There is a growing recognition of the importance of psychological health in human development and functioning. This new emphasis on the centrality of mental health is largely driven by international efforts to promote and protect it, and by a growing body of evidence that shows the economic costs of untreated mental illness.

Mental illness can be triggered by a variety of events, including stress, the loss of a job or a relationship breakup, and physical illnesses such as cancer or a stomach ulcer. It can also be caused by traumatic births, accidents and injuries, or chronic medical conditions such as heart disease, diabetes or depression. Many of these conditions can be treated with medication, therapy or other lifestyle changes.

Some people who are struggling with a psychological disorder can benefit from support groups, while others may find psychotherapy helpful. There are many different types of therapy, including gestalt therapy, psychoanalysis, dialectical behavior therapy and cognitive behavioral therapy. Individual therapy focuses on the process of addressing a specific problem, while group therapy involves discussing issues with peers.

Emotional mental disorders are a leading global cause of disability and account for 37% of all years lost to disease worldwide. They are especially devastating in low- and middle-income countries, which have fewer resources to treat them.
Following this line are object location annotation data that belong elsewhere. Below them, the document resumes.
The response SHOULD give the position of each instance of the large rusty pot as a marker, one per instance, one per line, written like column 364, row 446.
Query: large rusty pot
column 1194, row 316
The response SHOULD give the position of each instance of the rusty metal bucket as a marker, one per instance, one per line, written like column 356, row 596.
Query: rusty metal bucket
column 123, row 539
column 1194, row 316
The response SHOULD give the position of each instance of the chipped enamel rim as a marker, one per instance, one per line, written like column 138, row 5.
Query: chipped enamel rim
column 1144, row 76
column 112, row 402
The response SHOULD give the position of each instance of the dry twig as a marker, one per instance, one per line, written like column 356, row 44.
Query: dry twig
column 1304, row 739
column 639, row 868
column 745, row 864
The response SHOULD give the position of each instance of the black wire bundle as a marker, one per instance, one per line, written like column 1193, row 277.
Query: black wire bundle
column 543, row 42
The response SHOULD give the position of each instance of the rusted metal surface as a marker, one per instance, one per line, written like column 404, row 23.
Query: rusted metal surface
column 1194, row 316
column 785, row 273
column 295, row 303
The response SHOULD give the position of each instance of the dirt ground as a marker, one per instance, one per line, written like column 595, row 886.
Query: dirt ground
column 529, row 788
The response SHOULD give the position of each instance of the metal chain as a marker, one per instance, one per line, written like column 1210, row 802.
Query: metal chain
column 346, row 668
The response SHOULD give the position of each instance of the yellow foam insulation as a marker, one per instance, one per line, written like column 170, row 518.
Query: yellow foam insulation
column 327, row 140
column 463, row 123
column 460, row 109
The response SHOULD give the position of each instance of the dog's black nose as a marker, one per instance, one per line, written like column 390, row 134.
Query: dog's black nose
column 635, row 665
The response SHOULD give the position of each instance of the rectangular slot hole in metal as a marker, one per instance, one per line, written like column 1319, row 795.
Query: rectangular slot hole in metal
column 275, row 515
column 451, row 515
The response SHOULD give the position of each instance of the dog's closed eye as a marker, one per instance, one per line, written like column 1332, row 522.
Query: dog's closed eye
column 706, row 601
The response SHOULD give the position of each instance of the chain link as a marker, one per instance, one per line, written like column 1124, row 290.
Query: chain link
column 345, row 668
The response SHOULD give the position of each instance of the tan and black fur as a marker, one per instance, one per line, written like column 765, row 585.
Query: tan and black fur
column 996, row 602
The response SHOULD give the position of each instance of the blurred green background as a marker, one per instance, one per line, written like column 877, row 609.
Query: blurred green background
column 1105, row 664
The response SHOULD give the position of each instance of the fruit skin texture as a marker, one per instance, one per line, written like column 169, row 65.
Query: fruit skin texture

Historically, there has been a tendency to view mental health as a measure of positive emotions and the ability to function in daily life. However, this narrow approach risks excluding adolescents who may be shy or have trouble socializing, and it excludes those who struggle with feelings of anxiety or depression. It also risks neglecting the fact that, for some, emotional distress can be a major risk factor for suicide. Understanding this risk can lead to age-appropriate programs that teach skills for resisting peer pressure, avoiding high-risk situations and regulating emotions. These programs can help reduce suicide rates. They can also be used to help prevent and treat depression, anxiety and other psychological disorders that can put people at risk for suicide. These programs can be provided through schools, community organizations and other settings. They can be delivered by trained mental health professionals or by volunteers. Using these programs in conjunction with other prevention and treatment strategies can significantly improve the quality of care for people with emotional mental disorders.